S’ils ne parviennent pas à lui fournir des arguties, qui justifieraient la nécessité de la vie, le héros s’épargnera toute culpabilité avant de poser l’acte fatal pour échapper, contrairement à Sisyphe, à l'obligation de rouler son rocher au sommet d’une montagne. Étant physicien, il avait cru élucider le dilemme que pose l’existence. Mais l’humanité ne se réduit pas à une accumulation de molécules que l'on analyse.

Les saintes Véroniques et les saints Josephs d’Arimathie que le héros a convoqués pour l’aider à monter au calvaire se sont assis sur sa croix en lui tenant des propos stériles. Mais le bavardage est très révélateur de la piètre image qu’il projette. C’est un savant prétentieux, brillant certes, mais il a passé sa vie dans une tour, indifférent aux autres alors qu’à 47 ans, il accomplit un virage à 180 degrés pour que l’on verse quelques larmes sur l’absurdité de la vie. Déception ! On lui commande de se retrousser les manches pour soigner sa peste existentielle. On ne fuit pas la maladie, on l’assume comme le médecin de La Peste.

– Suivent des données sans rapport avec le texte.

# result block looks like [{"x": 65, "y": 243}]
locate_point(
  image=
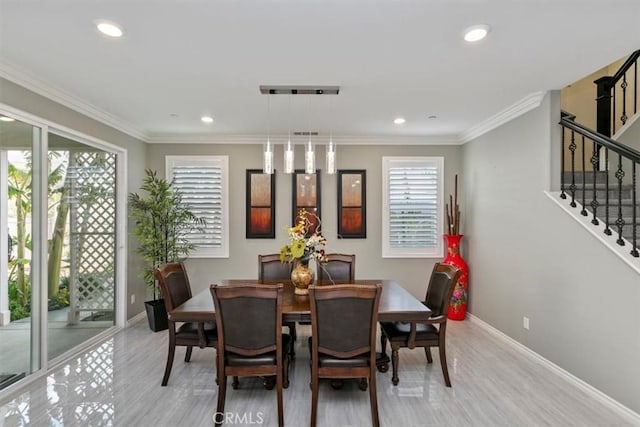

La sagesse n'est pas de se clouer au gibet de la croix, chante John Littleton.

En somme, il s’agit d’une réflexion philosophique, kaléidoscopique de par la diversité de ceux que le héros a consultés. Derrière cet exercice shakespearien, on sent qu’il faille adopter un existentialisme utilitariste pour survivre dans la jungle humaine.

Fidèle à la facture dichotomique de ses oeuvres, l'auteur divise celle-ci entre les pensées d’un prof, qui se prend pour le Christ au désert, et les monologues de ses amis. La facture n’est pas sans causer quelque ennui de par sa redondance qu’atténue une écriture limpide. Bref, inspiré d’une vaste culture, ce regard sur la via dolorosa laisse entendre encore John Littleton qui chante Gethsémani.
Et vous profanerez toute la paix du monde
En faisant retentir les cris de votre orgueil
Et vous vous en irez pour conquérir le monde
Mais vous n'y sèmerez que la ruine et le deuil.